KEVIN: Here’s the thing about the Ferris book. It shouldn’t work. The whole time I was reading it I was saying to myself, “This ‘we’ thing shouldn’t work.” Unlike say, Bright Lights, Big City, where the second-person narrator put you disturbingly in the middle of the story, Ferris’s first-person plural narrator actually distances you from it. Anytime he tells a specific anecdote about specific people, he has to revert to a third-person narrator, so the “we” is now telling you about this thing that happened to “them.” You are almost always two persons removed from the action. The result is that on nearly every page Ferris is violating the first and most sacred rule of creative writing: Show, don’t tell. Then We Came To The End is largely telling.

Sonofagun if it doesn’t work, though, and really well—maybe partly because the story is largely about gossip. It’s almost like the distance itself provides humor and perspective. You and I have talked about a similar trick before, about achieving the effect of ironic distance without the irony—”Irony in the service of sincerity,” I think you once called it. In this particular story about these particular people told by this particular author, it works. It’s a testament to Ferris’s chops that he can pull that off.

I hope a lot of writers don’t rush to copy him, though. Because if you or I tried that, or anyone else, it wouldn’t work. At all.

JOHN: Indeed. If there are any agents reading these commentaries that currently have a pile of manuscripts written in the first-person plural on their desks, please discard them immediately. It is distressing when we fail to recognize a novel for the sui generis piece of work that it is and then try to keep going to that well over and over.

I’m reminded of Lorrie Moore’s 1985 story collection, Self-Help, where a majority of the stories are rendered in the second person. The book is a stunner, and launched a thousand lousy imitators in its wake trying to capture the magic she found in that book with those voices. Even Lorrie Moore doesn’t write second-person stories anymore. With Self-Help, Lorrie Moore simultaneously discovered and then poisoned the well.

I think there’s something similar at work here. Then We Came to the End does indeed have everything stacked against it in terms of the narrative strategy. As you noted, it’s almost all telling, and the incantation of “we” over and over feels stifling and serves to create an almost overwhelming feeling of ennui that about halfway through the book had me wanting to put it down. But, at the same time, the stifling, the ennui—that is what it’s like to work in an office, it creates an experience where the language and subject matter are perfectly paired for the ultimate effect. Ferris keeps us from choking on our own misery by being frequently funny (irony being very much in the service of sincerity here) and letting some light shine through the gloom, but it’s a tricky mix.
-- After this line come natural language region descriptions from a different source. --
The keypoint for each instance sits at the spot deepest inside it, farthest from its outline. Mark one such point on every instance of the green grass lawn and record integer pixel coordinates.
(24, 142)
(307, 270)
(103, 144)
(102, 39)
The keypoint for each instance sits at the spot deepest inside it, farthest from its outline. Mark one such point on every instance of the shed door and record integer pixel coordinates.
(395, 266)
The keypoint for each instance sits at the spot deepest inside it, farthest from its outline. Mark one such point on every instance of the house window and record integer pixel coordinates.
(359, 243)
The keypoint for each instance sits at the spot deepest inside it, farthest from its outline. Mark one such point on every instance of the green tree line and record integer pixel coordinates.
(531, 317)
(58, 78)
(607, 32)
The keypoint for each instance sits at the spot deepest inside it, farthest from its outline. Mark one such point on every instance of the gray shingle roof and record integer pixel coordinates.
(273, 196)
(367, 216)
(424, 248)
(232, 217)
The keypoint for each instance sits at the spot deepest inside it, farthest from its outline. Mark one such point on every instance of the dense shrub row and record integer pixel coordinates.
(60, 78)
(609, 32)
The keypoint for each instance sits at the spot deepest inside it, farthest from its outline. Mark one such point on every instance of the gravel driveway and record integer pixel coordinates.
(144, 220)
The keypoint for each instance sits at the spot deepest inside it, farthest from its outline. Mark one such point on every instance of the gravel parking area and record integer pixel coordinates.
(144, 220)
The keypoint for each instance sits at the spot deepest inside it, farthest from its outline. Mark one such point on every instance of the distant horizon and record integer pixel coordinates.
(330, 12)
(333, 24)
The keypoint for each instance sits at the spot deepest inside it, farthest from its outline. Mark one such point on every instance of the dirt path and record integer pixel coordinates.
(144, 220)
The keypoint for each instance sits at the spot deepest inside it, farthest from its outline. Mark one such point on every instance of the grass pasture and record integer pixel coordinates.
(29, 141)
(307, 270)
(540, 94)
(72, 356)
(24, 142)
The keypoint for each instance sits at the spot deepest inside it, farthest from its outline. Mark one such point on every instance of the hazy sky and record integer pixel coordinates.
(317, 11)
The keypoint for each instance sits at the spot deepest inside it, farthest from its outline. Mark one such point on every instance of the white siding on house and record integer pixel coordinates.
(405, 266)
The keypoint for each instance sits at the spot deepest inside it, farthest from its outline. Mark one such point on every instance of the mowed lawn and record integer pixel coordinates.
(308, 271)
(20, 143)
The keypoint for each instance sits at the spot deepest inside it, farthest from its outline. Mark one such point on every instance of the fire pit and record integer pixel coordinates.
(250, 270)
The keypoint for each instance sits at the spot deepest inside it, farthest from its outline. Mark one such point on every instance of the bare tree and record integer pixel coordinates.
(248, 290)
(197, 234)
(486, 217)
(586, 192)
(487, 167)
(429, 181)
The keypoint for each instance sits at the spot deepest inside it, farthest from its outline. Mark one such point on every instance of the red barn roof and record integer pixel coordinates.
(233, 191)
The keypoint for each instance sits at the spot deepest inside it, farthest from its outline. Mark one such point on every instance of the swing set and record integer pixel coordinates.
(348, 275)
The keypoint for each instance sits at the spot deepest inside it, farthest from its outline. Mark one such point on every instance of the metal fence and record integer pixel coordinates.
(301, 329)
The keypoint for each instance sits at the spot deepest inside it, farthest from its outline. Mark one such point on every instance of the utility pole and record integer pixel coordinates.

Then We Came to the End is looking unstoppable this year, but let me remind the readers that while Ferris has made the semis with relative ease, winning enthusiastic reviews from the judges in both rounds one and two, there lurks Denis Johnson’s Tree of Smoke, not to mention the Zombie Round lurking beyond, where a slobbering, brain-eating Bolaño or Vida, or even a Lethem rematch could be waiting.